Hoe komt het dat het westen zich zo schuldig voelt als ontwikkelingslanden met verwijten komen in de zin van uitbuiting, economisch-imperialise e.d.? Novak stelt dat dit samenhangt met een ander aspect van het protestantse geloof: naastenliefde. Zij voelen zich hun eigen succes niet waardig en zijn geneigd geloof te hechten aan de juistheid van de beschuldiging dat „het kapitalisme" vooruitgang en rijkdom voor weinigen en armoede voor velen teweeg brengt. Novak weerlegt deze beschuldiging en werpt zich op als een pleitbezorger van „het kapitalisme". Ook daarvoor is durf nodig in deze tijd. Onomwonden stelt hij dat de wereldeconomie sinds de industriële revolutie expansief en dynamisch is geworden. Er is thans veel meer welvaart dan tweehonderd jaar geleden. Absoluut is de welvaart van bijna elke natie en regio groter dan vroeger. De gemiddelde levensverwachting is toegenomen. De hygiëne en de gezondheid zijn verbeterd. Wel kan de ene natie vooruitgaan (b.v. Japan) en de andere achteruitgaan (b.v. Engeland). De onderontwikkeling van Latijns-Amerika mag men daarom niet gemakshalve op rekening van Noord-Amerika stellen. Ook het verwijt dat Noordamerikaanse investeerders buitensporige winsten in Latijns-Amerika behalen wijst Novak van de hand.

Zijn argumenten: - slechts 5% van de totale investeringen der Verenigde Staten vindt buitenlands plaats: - hiervan gaat 70% naar andere ontwikkelde landen; - het gemiddeld rendement van de investeringen in Latijns-Amerika bedraagt niet meer dan 10%. Dat is lager dan in Europa, Australië, Azië en Afrika.

KANTTEKENINGEN

We zullen het betoog van Novak niet verder volgen, maar nog een enkele kanttekening maken.
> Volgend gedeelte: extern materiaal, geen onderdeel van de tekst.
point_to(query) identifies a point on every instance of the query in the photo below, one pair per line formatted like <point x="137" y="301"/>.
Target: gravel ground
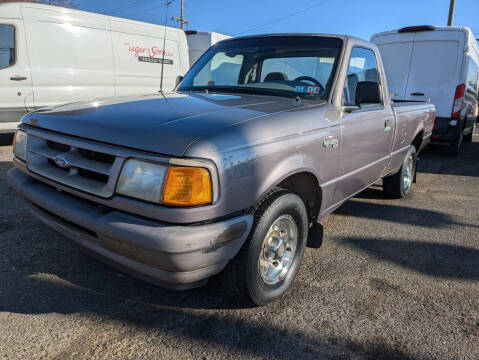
<point x="394" y="279"/>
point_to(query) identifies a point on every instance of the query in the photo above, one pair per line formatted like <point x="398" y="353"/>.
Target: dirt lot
<point x="393" y="280"/>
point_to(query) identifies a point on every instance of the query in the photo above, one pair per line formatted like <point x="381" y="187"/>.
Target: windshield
<point x="275" y="65"/>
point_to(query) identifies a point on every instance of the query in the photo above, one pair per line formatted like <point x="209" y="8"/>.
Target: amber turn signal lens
<point x="187" y="186"/>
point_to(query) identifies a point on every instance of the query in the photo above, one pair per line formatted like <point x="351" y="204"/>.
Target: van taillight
<point x="457" y="105"/>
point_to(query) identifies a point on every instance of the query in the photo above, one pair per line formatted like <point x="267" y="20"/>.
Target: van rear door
<point x="396" y="52"/>
<point x="16" y="94"/>
<point x="435" y="68"/>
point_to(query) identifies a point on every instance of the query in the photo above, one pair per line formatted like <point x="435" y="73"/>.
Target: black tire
<point x="242" y="277"/>
<point x="393" y="185"/>
<point x="456" y="145"/>
<point x="468" y="137"/>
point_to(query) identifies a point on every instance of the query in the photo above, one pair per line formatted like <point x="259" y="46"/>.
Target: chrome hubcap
<point x="408" y="174"/>
<point x="279" y="247"/>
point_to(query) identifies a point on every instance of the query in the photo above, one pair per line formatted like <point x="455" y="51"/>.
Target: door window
<point x="7" y="45"/>
<point x="362" y="67"/>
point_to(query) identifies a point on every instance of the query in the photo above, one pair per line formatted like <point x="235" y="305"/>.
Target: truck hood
<point x="162" y="123"/>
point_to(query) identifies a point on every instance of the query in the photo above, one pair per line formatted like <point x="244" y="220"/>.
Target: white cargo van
<point x="200" y="41"/>
<point x="440" y="64"/>
<point x="51" y="55"/>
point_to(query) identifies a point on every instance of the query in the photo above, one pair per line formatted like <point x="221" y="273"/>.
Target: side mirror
<point x="350" y="108"/>
<point x="367" y="92"/>
<point x="178" y="80"/>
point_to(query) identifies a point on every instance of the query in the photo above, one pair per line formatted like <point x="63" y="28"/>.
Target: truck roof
<point x="344" y="37"/>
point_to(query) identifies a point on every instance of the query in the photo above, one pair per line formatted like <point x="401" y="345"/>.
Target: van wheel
<point x="399" y="184"/>
<point x="455" y="147"/>
<point x="468" y="137"/>
<point x="268" y="262"/>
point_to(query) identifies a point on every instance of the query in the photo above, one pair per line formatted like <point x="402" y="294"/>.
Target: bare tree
<point x="64" y="3"/>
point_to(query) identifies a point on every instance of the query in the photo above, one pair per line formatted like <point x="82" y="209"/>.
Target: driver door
<point x="367" y="131"/>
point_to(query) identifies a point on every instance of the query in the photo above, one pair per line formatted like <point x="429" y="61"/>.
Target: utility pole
<point x="451" y="12"/>
<point x="181" y="19"/>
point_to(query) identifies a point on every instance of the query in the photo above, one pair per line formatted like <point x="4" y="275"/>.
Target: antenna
<point x="168" y="3"/>
<point x="181" y="19"/>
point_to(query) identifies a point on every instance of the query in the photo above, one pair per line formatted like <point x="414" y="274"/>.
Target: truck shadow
<point x="433" y="259"/>
<point x="436" y="161"/>
<point x="41" y="273"/>
<point x="396" y="213"/>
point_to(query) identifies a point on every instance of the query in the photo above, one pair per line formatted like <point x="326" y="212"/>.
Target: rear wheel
<point x="399" y="184"/>
<point x="268" y="262"/>
<point x="468" y="137"/>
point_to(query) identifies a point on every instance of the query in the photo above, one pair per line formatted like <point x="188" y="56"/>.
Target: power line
<point x="283" y="17"/>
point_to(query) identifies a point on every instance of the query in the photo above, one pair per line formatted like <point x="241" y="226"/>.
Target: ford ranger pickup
<point x="262" y="138"/>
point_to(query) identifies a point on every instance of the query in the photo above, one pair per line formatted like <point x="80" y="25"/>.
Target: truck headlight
<point x="20" y="145"/>
<point x="168" y="185"/>
<point x="142" y="180"/>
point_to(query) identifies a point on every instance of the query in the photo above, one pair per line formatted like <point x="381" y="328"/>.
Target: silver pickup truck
<point x="263" y="138"/>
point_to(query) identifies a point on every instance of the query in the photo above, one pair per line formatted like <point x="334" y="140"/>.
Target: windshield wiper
<point x="249" y="90"/>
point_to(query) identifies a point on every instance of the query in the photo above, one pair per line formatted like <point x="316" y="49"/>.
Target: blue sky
<point x="244" y="17"/>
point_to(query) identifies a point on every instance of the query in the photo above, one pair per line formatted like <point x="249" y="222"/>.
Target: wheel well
<point x="306" y="186"/>
<point x="417" y="142"/>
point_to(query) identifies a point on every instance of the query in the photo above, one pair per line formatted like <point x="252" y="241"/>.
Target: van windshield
<point x="289" y="66"/>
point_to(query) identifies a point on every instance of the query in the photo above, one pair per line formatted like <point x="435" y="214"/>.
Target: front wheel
<point x="268" y="262"/>
<point x="399" y="184"/>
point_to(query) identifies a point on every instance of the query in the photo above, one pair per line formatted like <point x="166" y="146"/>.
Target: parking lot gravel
<point x="393" y="279"/>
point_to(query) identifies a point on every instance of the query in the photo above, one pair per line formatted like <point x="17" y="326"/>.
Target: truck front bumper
<point x="172" y="256"/>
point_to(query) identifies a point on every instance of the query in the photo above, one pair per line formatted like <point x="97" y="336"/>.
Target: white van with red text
<point x="52" y="55"/>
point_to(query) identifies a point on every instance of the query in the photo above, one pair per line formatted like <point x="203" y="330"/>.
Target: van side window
<point x="7" y="45"/>
<point x="472" y="77"/>
<point x="362" y="68"/>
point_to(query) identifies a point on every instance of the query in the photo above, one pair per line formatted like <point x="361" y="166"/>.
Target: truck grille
<point x="79" y="165"/>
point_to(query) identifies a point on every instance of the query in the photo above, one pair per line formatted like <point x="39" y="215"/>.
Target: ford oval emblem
<point x="61" y="162"/>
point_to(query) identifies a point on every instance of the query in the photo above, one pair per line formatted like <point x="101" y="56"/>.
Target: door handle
<point x="387" y="125"/>
<point x="18" y="78"/>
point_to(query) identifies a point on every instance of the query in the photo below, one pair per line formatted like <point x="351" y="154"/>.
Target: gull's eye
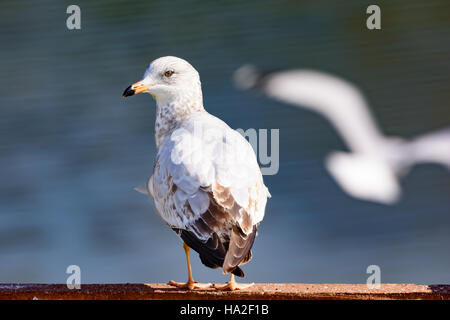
<point x="168" y="73"/>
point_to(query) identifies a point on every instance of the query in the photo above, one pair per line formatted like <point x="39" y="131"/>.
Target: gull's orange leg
<point x="190" y="284"/>
<point x="233" y="285"/>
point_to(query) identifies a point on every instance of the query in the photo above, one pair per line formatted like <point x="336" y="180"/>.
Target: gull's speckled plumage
<point x="206" y="183"/>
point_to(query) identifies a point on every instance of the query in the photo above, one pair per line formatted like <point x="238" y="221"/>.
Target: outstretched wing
<point x="208" y="187"/>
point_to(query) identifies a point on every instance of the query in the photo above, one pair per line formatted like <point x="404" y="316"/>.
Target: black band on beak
<point x="128" y="92"/>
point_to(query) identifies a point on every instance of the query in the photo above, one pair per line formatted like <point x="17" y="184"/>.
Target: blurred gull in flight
<point x="374" y="163"/>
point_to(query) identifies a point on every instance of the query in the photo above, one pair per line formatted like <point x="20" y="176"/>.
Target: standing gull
<point x="206" y="183"/>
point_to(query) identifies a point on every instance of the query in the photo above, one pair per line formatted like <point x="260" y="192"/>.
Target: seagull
<point x="206" y="183"/>
<point x="371" y="169"/>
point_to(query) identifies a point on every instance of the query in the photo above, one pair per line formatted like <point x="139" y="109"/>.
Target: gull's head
<point x="168" y="79"/>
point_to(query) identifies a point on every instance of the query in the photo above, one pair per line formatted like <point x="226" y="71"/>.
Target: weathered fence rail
<point x="269" y="291"/>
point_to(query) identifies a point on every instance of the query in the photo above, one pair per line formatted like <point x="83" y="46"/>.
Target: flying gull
<point x="372" y="168"/>
<point x="206" y="183"/>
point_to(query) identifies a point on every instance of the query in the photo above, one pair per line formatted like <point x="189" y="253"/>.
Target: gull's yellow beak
<point x="135" y="88"/>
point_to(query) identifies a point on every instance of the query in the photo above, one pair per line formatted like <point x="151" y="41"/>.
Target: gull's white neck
<point x="171" y="112"/>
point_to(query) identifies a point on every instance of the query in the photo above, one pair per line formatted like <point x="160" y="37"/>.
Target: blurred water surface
<point x="71" y="149"/>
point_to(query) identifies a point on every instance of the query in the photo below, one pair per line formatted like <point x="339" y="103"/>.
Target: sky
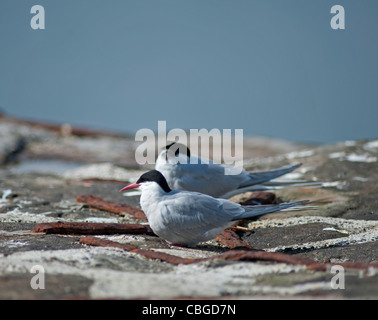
<point x="270" y="67"/>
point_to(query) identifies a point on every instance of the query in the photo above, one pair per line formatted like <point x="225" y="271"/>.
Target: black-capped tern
<point x="187" y="218"/>
<point x="188" y="172"/>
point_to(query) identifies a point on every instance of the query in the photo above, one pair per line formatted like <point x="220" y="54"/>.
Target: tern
<point x="184" y="171"/>
<point x="186" y="218"/>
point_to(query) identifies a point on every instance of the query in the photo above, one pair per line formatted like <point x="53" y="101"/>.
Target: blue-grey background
<point x="270" y="67"/>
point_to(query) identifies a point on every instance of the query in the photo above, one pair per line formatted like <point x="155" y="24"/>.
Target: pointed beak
<point x="130" y="186"/>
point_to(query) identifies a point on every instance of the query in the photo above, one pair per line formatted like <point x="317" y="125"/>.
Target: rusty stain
<point x="91" y="228"/>
<point x="150" y="254"/>
<point x="111" y="206"/>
Zijn boek is interessant en belangwekkend, voornamelijk omdat Novak tegen de mode van zijn tijd durft in te gaan. Geheel nieuw is zijn visie niet. In veel opzichten doet zijn theorie denken aan de opvattingen van de Duitse socioloog Max Weber (circa 1920). Deze schreef ook aan het protestantisme, in het bijzonder het calvinisme, een buitengewone dynamiek toe. Een calvinist zou aangespoord worden sober te leven, vlijtig te werken, en het verdiende kapitaal niet te verspillen. Weber onderzocht met name het Geneve van Calvijn, het Schotland van John Knox en ons land in de zeventiende eeuw. In de arbeidsethiek van het Calvinisme vond hij een verklaring in het achterblijven van het rooms-katholieke Zuid-Europa en de sprong voorwaarts van Noord-West Europa. U ziet de overeenkomst met de Amerikaanse situatie. Met name het verbod op rente in rooms-katholieke landen en het onderscheid dat protestantse naties in het voetspoor van Calvijn maakten tussen rente en woeker ziet Weber als een zeer belangrijk gegeven in deze zaak.
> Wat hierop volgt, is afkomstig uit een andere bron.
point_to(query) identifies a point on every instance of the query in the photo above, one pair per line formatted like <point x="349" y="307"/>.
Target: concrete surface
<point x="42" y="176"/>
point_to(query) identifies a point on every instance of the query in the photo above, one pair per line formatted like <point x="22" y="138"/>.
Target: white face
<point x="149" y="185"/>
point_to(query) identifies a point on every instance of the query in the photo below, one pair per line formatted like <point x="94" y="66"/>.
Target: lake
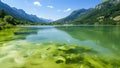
<point x="105" y="40"/>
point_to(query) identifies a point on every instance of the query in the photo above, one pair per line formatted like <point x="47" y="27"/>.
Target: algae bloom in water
<point x="30" y="55"/>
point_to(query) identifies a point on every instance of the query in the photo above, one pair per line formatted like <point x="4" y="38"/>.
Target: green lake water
<point x="103" y="39"/>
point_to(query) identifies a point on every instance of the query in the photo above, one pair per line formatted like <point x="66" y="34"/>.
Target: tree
<point x="9" y="19"/>
<point x="2" y="13"/>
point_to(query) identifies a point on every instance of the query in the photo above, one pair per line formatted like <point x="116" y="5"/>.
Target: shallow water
<point x="24" y="40"/>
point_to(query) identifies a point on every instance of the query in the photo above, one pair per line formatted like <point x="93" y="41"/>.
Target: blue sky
<point x="51" y="9"/>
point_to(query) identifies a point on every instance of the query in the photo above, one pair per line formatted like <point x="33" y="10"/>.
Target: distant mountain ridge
<point x="75" y="14"/>
<point x="21" y="14"/>
<point x="105" y="13"/>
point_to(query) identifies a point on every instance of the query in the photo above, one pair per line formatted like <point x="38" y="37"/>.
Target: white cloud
<point x="37" y="3"/>
<point x="67" y="10"/>
<point x="50" y="6"/>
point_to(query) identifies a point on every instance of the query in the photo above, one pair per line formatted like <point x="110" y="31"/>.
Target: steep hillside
<point x="106" y="13"/>
<point x="21" y="14"/>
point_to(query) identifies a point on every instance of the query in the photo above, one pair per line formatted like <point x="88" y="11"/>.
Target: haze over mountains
<point x="21" y="14"/>
<point x="105" y="13"/>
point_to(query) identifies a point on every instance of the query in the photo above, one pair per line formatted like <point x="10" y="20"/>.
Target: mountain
<point x="106" y="13"/>
<point x="75" y="14"/>
<point x="21" y="14"/>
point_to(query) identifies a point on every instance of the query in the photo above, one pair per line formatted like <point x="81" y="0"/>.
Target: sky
<point x="51" y="9"/>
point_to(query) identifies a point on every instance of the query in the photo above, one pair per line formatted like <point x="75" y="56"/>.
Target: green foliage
<point x="100" y="16"/>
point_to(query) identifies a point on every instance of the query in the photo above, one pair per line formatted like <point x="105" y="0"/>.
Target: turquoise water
<point x="20" y="46"/>
<point x="105" y="39"/>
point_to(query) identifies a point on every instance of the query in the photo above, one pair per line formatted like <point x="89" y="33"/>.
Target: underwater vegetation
<point x="21" y="54"/>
Nu moeten we ons hoeden voor overdrijving. Calvinisten zijn niet per definitie kapitalisten. Het zijn juist vaak de geringen, de verachten, de eenvoudigen. Niet voor niets spreken wij van „de kleine luyden" en de „stillen in den lande". De apostel Paulus schrijft over het zwakke, het onedele en het verachte der wereld (1 Kor. 1:26 e.v.). Het calvinisme spoort inderdaad aan tot getrouwe vervulling van onze taak, maar dat behoeft niet noodzakelijkerwijs rijkdom tot gevolg te hebben.
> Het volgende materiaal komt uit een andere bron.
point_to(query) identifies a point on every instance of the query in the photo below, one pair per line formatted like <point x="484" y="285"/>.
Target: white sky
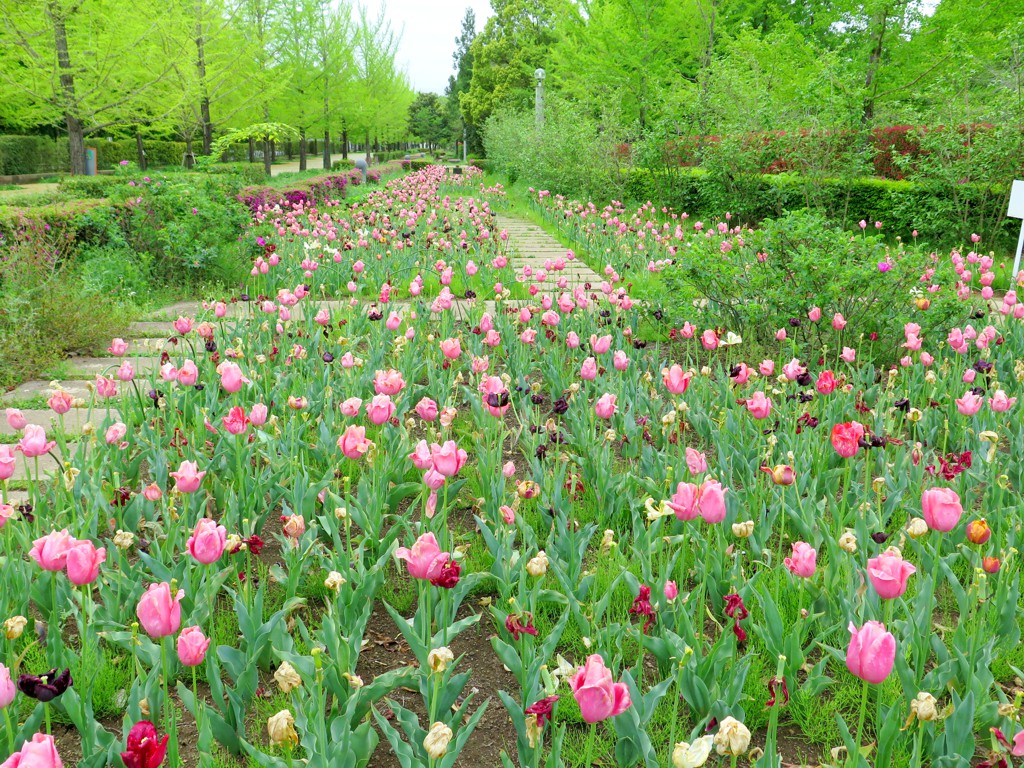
<point x="428" y="31"/>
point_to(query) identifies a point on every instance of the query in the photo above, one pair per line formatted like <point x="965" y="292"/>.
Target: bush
<point x="777" y="272"/>
<point x="157" y="153"/>
<point x="941" y="213"/>
<point x="570" y="155"/>
<point x="24" y="155"/>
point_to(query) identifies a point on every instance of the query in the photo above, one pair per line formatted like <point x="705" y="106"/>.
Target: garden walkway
<point x="531" y="247"/>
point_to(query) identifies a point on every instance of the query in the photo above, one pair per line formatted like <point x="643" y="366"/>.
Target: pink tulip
<point x="159" y="611"/>
<point x="426" y="409"/>
<point x="425" y="559"/>
<point x="600" y="344"/>
<point x="696" y="462"/>
<point x="207" y="542"/>
<point x="451" y="348"/>
<point x="193" y="645"/>
<point x="421" y="457"/>
<point x="258" y="415"/>
<point x="970" y="403"/>
<point x="804" y="560"/>
<point x="353" y="442"/>
<point x="50" y="551"/>
<point x="237" y="421"/>
<point x="41" y="752"/>
<point x="380" y="410"/>
<point x="187" y="374"/>
<point x="448" y="459"/>
<point x="598" y="696"/>
<point x="7" y="688"/>
<point x="605" y="407"/>
<point x="676" y="380"/>
<point x="759" y="406"/>
<point x="871" y="651"/>
<point x="999" y="402"/>
<point x="15" y="419"/>
<point x="34" y="442"/>
<point x="589" y="370"/>
<point x="187" y="478"/>
<point x="889" y="573"/>
<point x="826" y="382"/>
<point x="941" y="509"/>
<point x="846" y="438"/>
<point x="84" y="561"/>
<point x="7" y="462"/>
<point x="711" y="502"/>
<point x="230" y="377"/>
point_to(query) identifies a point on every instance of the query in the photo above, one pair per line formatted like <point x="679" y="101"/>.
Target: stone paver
<point x="73" y="420"/>
<point x="534" y="248"/>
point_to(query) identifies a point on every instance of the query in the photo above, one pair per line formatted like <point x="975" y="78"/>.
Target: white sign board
<point x="1016" y="210"/>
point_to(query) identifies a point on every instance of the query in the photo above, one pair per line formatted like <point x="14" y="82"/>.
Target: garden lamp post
<point x="539" y="100"/>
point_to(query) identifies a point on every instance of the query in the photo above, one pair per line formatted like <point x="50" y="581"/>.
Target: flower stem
<point x="855" y="758"/>
<point x="590" y="745"/>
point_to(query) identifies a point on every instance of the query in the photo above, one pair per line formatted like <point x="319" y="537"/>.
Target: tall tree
<point x="459" y="83"/>
<point x="83" y="64"/>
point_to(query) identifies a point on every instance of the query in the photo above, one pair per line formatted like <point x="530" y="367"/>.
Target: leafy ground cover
<point x="357" y="517"/>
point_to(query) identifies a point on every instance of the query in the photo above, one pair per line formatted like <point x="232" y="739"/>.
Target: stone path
<point x="531" y="247"/>
<point x="535" y="248"/>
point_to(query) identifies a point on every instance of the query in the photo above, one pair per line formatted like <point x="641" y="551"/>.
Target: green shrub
<point x="24" y="155"/>
<point x="902" y="207"/>
<point x="798" y="261"/>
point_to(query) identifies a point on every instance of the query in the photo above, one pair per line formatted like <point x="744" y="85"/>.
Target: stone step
<point x="74" y="420"/>
<point x="44" y="388"/>
<point x="108" y="366"/>
<point x="47" y="464"/>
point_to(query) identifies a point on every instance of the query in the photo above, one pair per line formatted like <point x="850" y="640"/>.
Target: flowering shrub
<point x="372" y="500"/>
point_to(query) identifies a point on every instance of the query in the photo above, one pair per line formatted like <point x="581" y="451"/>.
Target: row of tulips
<point x="714" y="542"/>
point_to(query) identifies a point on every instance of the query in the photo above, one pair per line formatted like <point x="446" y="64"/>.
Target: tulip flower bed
<point x="377" y="511"/>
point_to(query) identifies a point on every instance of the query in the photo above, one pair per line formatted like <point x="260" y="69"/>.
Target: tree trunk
<point x="76" y="132"/>
<point x="139" y="150"/>
<point x="872" y="68"/>
<point x="204" y="104"/>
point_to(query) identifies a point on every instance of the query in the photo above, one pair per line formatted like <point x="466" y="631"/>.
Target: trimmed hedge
<point x="157" y="153"/>
<point x="24" y="155"/>
<point x="940" y="213"/>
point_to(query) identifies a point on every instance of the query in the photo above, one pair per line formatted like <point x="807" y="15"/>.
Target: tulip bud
<point x="437" y="740"/>
<point x="281" y="728"/>
<point x="354" y="681"/>
<point x="538" y="565"/>
<point x="13" y="627"/>
<point x="742" y="529"/>
<point x="978" y="531"/>
<point x="334" y="581"/>
<point x="439" y="658"/>
<point x="916" y="527"/>
<point x="848" y="542"/>
<point x="287" y="678"/>
<point x="732" y="738"/>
Wel is het zo dat de overeenkomst tussen Latijns-Amerika en Zuid- Europa doen vermoeden dat ook geestelijke factoren, in het bijzonder het verschil in godsdienstige geaardheid, een interne barrière vormen voor economische ontwikkeling. Tenslotte is het zo dat we het met Novak eens zijn dat afgunst, jalouzie en wellicht zelfs klassestrijd niet de oplossing vormen voor dit probleem.

Waarder, Dr. H. A. Hofman.

Dr. H. A. Hofman.

Dit artikel werd u aangeboden door: Staatkundig Gereformeerde Partij

Deze tekst is geautomatiseerd gemaakt en kan nog fouten bevatten. Digibron werkt voortdurend aan correctie. Klik voor het origineel door naar de pdf. Voor opmerkingen, vragen, informatie: contact.

Op Digibron -en alle daarin opgenomen content- is het databankrecht van toepassing. Gebruiksvoorwaarden. Data protection law applies to Digibron and the content of this database. Terms of use.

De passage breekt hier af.